At differing times you may feel helpless, fear, anger, grief, guilt, depression, and loneliness. You may feel very hopeful in all respects and then suddenly become discouraged and agitated for many reasons.
ANXIETY.
Care giving to a family member with pancreatic cancer can be a rewarding experience. Yet it can be challenging trying to balance both helping a loved-one to cope with cancer and sustaining the needs of your own family particularly if you still have school-age children at home. You may have a part time or a full time job that is still required to sustain the financial needs of your family. Care giving can become overwhelming.
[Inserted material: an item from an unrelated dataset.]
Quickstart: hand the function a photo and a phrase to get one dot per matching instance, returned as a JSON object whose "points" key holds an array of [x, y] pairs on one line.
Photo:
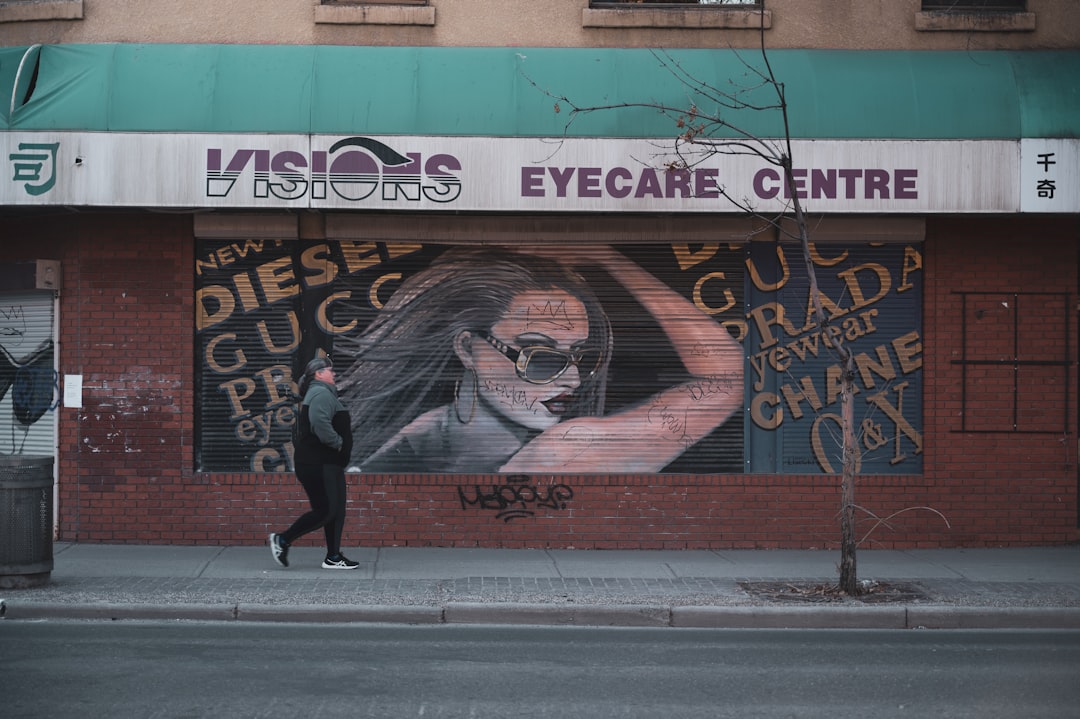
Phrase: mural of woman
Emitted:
{"points": [[526, 346]]}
Anxiety can be described as the result of having strong feelings of concern, worry, and fear. Although it is normal to feel overwhelmed with so much to handle, you cannot let anxieties get in the way of letting yourself feel rewarded. Ask other family members for help. Multiple caregivers will not only relax the burdens on yourself, but will enhance the quality of care to the patient as well.
FEELING HELPLESS.
There will be times when you may not know how to help. Those times will become some of your most depressing. As a non-professional caregiver, you cannot be expected to take away the patient’s pain or all of his or her anxieties, frustrations, and negative emotions. Your role as caregiver to a pancreatic cancer patient is soothing and minimizing pain and negative emotions to make daily life as comfortable and possible for the patient. You must try and refrain from showing your own frustrations as much as possible.
BECOMING LONELY.
There are several ways you may feel lonely as a pancreatic cancer caregiver. It is easy to feel like no one else in the family knows what you are going through and there is no one else around use as a sounding board. Since you are spending most of your free-time as a caregiver, you likely will have less time to spend doing things with your friends. You can invite friends to come over and spend some time with you. Try asking family members to help you, but try and refrain from getting angry if they decline. Fractures among family members can adversely affect the emotions of the patient.
FEELING GRIEF.
It is understandable that you will feel so sorry that your loved-one has to go through side effects resulting from cancer treatments. It is possible to feel the loss of the more enjoyable times you and your patient had before his or her serious health issues got in the way. If the patient is suffering from late stage pancreatic cancer and facing very difficult prognosis odds of surviving the disease can send you into a premature state of mourning the loss of your loved-one. Many patients have survived late stage pancreatic cancer and as a caregiver you give the patient to never give up hope.
COPING WITH DEPRESSION.
Depression can result from all of those factors listed above. The added stress of worrying how the patient’s pancreatic cancer can negatively affect the entire family and close friends can deepen your depression. Depression can come suddenly or will gradually magnify over time. If it affects your ability to function normally, don’t hesitate to get counseling to help mitigate and ease your depression. Otherwise your depression can adversely affect the successful recovery of the patient.
Above All, Remain Hopeful For Both You and Your Patient.